Study of Direct Injection Fuel Delivery in a Spark-Ignited Natural Gas Engine

Abstract

Large bore, natural gas two-stroke engines form a vital backbone of the pipeline industry. With current green initiatives and governmental pushes to reduce harmful emissions, such as oxides of nitrogen (NOx) and hydrocarbons (HC), the need to continually improve the performance of an ageing compressor engine fleet is critical. A practical way to reduce NOx and HC emissions has been to pursue increasingly lean fuel to air ratio ignition limits, but lean mixtures are exceptionally hard to ignite and result in frequent misfires. Misfires produce high levels of harmful emissions, introducing a multitude of complexities related to engine stability and reliable operation. Building understanding of why these mixtures are difficult to ignite, or conversely, how to take a lean mixture and make it easier and more reliable to burn, is critical to enabling more restrictively lean engine operation. This study sought to simulate a full crank cycle of the Ajax E-565, a single cylinder, large bore natural gas two-stroke similar to those of the pipeline industry. To accomplish this, a computational fluid dynamic simulation of the engine was built in commercial software Converge CFD, then validated against experimentally measured datasets at a variety of spark timings. After successful validation, the performance impact of manipulating a low pressure system that delivers fuel directly into the engine cylinder was studied.

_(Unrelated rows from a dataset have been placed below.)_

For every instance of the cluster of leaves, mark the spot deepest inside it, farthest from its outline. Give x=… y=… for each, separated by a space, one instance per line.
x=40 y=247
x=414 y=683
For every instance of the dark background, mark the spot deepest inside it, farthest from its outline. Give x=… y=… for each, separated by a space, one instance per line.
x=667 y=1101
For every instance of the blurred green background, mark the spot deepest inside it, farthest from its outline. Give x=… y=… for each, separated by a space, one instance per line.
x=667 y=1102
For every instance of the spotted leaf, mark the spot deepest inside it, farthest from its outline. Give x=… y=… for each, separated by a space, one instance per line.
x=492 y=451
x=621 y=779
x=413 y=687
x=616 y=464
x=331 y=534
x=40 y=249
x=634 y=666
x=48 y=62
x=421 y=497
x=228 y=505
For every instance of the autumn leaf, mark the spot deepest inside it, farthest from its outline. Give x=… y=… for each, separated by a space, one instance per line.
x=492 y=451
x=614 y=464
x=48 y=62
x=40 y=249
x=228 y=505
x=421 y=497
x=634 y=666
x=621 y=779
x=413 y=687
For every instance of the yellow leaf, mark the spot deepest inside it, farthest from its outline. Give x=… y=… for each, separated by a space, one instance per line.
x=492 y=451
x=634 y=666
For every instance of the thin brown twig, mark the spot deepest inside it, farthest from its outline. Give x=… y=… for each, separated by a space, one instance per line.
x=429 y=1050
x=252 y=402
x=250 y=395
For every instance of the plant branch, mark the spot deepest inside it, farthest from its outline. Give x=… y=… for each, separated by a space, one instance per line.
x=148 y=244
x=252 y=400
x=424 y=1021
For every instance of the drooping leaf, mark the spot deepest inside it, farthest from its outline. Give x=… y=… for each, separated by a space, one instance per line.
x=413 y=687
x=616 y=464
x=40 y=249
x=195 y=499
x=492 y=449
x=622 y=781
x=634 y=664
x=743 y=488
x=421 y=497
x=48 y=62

This was examined by first lengthening the duration of fuel injection compared to standard baseline, then shortening the injection. Global equivalence ratio (ER) was maintained as a constant by varying fuel header pressures to iii compensate for the altered injection durations. Finally, the best performing injection parameters were tested at progressively lower fuel header pressures until misfire to analyze fuel and performance benefits. Overall, the highest cylinder pressure and lowest fuel consumption was obtained by decreasing the fuel injection period and using higher fuel injection pressures. Injection pressures should be held as high as possible without impinging upon the cylinder walls and piston or over-penetrating the scavenging loop flow field.